Every cycle of monetary policy seems to bring forward some piece of confused thinking that somehow turns up centre stage.  It’s not as if monetary policy is easy – given the inevitable level of ignorance and the long and variable lags in the effect of monetary policy. But central banks  have to make difficult decisions – like courts.  And then they have to justify them. And it’s tricky. And though I have the greatest respect for their predicament I recall asking when the RBA last reduced rates in a recession in the early 1990s, I asked why, once we were confident that we’d slowed the economy down, we didn’t lower rates faster.  I was told that it takes a long time for interest rates to work so we were lowering them gradually. (The obvious analogy is being on the Titanic and seeing the iceberg.  The rudder takes a while to have much effect, so we just move it

s    l    o    w    l    y

to its new position.)

The more recent version of this is ‘keeping your powder dry’ holding off on using your ammo.  With the greatest respect to Rory Robertson, here he is buying into this line explaining how the RBA’s policy of leaving rates where they are is justified if things turn up in the future.  And  . . .  also if they turn down.
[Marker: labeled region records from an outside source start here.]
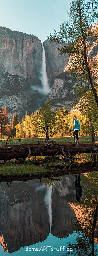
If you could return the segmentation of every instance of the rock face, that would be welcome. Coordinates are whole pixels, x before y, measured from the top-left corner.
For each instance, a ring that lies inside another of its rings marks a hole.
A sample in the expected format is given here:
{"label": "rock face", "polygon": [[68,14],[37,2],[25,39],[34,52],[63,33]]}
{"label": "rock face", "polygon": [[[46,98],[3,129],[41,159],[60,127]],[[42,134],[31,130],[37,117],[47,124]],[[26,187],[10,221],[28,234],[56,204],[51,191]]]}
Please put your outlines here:
{"label": "rock face", "polygon": [[[90,29],[94,31],[94,35],[93,38],[89,37],[88,39],[88,59],[89,62],[91,61],[95,63],[94,75],[98,80],[98,68],[96,68],[96,67],[97,67],[98,64],[98,44],[96,36],[98,33],[98,21],[95,25],[91,27]],[[65,106],[66,110],[69,111],[74,105],[73,100],[75,100],[76,98],[73,89],[76,85],[75,80],[72,77],[71,73],[68,71],[70,65],[69,59],[64,69],[64,72],[60,74],[55,79],[53,86],[49,96],[53,100],[53,108],[54,109],[59,108],[60,106],[61,108]]]}
{"label": "rock face", "polygon": [[55,79],[49,97],[52,100],[53,109],[65,107],[69,110],[73,105],[73,99],[76,99],[73,87],[75,79],[70,72],[63,72]]}
{"label": "rock face", "polygon": [[17,112],[20,119],[26,111],[30,115],[38,109],[41,102],[45,98],[37,90],[32,90],[27,79],[0,72],[0,104],[2,109],[6,106],[9,119]]}
{"label": "rock face", "polygon": [[61,43],[60,45],[56,42],[51,42],[50,39],[45,40],[44,42],[46,57],[47,73],[50,87],[53,86],[57,75],[63,71],[66,65],[67,58],[68,58],[67,54],[60,54],[58,48],[60,49],[63,46],[61,41]]}
{"label": "rock face", "polygon": [[[51,87],[55,76],[64,69],[66,56],[60,55],[56,43],[47,40],[44,45]],[[35,36],[0,27],[0,104],[6,107],[9,118],[16,111],[20,118],[26,111],[30,114],[45,99],[44,92],[37,92],[42,87],[42,44]]]}
{"label": "rock face", "polygon": [[[65,198],[66,195],[71,193],[73,186],[73,177],[68,178],[62,178],[63,185],[61,182],[58,184],[52,196],[51,233],[60,238],[67,236],[73,232],[76,220],[74,211]],[[70,182],[70,188],[67,184],[68,180],[69,185]],[[61,189],[63,192],[60,193]],[[4,250],[13,252],[21,247],[46,239],[50,226],[48,209],[44,201],[45,186],[41,186],[39,180],[36,180],[26,183],[13,182],[10,194],[5,183],[1,184],[0,190],[2,194],[0,242]],[[74,193],[75,195],[75,190]]]}

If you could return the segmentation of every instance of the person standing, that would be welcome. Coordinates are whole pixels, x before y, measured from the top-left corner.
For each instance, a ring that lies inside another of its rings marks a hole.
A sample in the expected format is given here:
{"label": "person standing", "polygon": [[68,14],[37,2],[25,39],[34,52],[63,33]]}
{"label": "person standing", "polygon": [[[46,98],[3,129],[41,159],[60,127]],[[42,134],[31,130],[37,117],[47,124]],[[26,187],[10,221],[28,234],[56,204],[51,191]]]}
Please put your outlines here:
{"label": "person standing", "polygon": [[[76,136],[78,140],[78,144],[80,144],[79,139],[78,137],[78,132],[80,130],[79,121],[77,119],[76,116],[74,116],[73,117],[73,135],[74,137],[74,140],[73,142],[76,143]],[[76,136],[75,136],[76,135]]]}
{"label": "person standing", "polygon": [[76,177],[75,185],[76,191],[76,200],[78,202],[80,202],[80,198],[82,196],[82,187],[80,183],[81,175],[81,174],[80,174],[79,177],[77,174],[74,175]]}

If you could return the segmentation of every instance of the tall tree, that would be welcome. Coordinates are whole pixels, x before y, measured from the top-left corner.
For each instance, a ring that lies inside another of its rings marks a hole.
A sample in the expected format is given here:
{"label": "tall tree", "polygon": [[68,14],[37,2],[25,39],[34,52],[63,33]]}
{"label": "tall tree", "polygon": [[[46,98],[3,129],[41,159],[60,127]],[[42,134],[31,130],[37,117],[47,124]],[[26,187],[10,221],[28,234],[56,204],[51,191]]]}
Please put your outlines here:
{"label": "tall tree", "polygon": [[5,119],[3,114],[2,109],[0,104],[0,134],[3,134],[5,126]]}
{"label": "tall tree", "polygon": [[14,113],[13,114],[12,120],[12,130],[13,130],[14,128],[14,127],[15,127],[15,125],[14,124],[15,117],[15,113]]}
{"label": "tall tree", "polygon": [[4,119],[5,119],[5,125],[6,125],[8,123],[8,119],[7,112],[7,109],[6,109],[6,107],[4,109],[3,112],[3,114],[4,116]]}
{"label": "tall tree", "polygon": [[[50,34],[50,37],[51,41],[57,41],[60,43],[61,40],[63,40],[64,46],[60,52],[61,54],[66,53],[70,56],[67,68],[76,78],[78,88],[80,83],[82,93],[90,90],[90,86],[98,107],[98,84],[94,70],[88,61],[87,49],[88,37],[91,37],[92,41],[94,39],[97,40],[94,31],[88,29],[95,17],[90,13],[89,10],[87,11],[87,8],[88,2],[86,0],[73,0],[70,5],[69,22],[64,22],[60,26],[60,31],[55,30],[54,34]],[[68,43],[67,45],[66,43]],[[81,95],[80,90],[79,93]]]}
{"label": "tall tree", "polygon": [[79,105],[87,119],[84,131],[91,136],[94,142],[95,135],[98,134],[98,111],[93,94],[88,93],[86,97],[81,99]]}
{"label": "tall tree", "polygon": [[43,102],[39,109],[39,116],[38,117],[38,126],[39,131],[43,133],[47,143],[50,142],[50,137],[54,132],[54,113],[52,110],[51,101]]}

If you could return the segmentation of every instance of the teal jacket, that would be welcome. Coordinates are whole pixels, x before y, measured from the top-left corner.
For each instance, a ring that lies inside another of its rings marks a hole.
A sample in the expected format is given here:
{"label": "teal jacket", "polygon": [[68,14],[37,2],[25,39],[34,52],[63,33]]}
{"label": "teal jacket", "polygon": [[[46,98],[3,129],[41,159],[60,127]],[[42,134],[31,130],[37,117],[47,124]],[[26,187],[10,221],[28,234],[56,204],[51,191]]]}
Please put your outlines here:
{"label": "teal jacket", "polygon": [[[80,130],[80,124],[79,124],[79,120],[75,120],[75,129],[76,130],[78,130],[78,131],[79,131]],[[74,131],[74,123],[73,122],[73,131]]]}

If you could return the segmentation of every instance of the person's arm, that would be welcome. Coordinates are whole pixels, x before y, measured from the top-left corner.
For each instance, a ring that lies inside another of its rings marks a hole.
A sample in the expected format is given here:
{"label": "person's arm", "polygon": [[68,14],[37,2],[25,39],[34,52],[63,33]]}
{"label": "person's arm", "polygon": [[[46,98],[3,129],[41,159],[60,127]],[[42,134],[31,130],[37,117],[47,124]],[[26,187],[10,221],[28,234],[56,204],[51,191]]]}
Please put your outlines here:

If the RBA really had wanted to deliver a further substantial drop in key lending rates, it would have cut its cash rate more forcefully.  Bigger cash rate cuts may well turn out be necessary down the track, but for now the RBA is happy to sit and wait and watch, either hoping for better times ahead or saving its ammunition for darker days, or more accurately – both.  That is,the RBA is hoping for the best but remains prepared for the worst.  Like the rest of us!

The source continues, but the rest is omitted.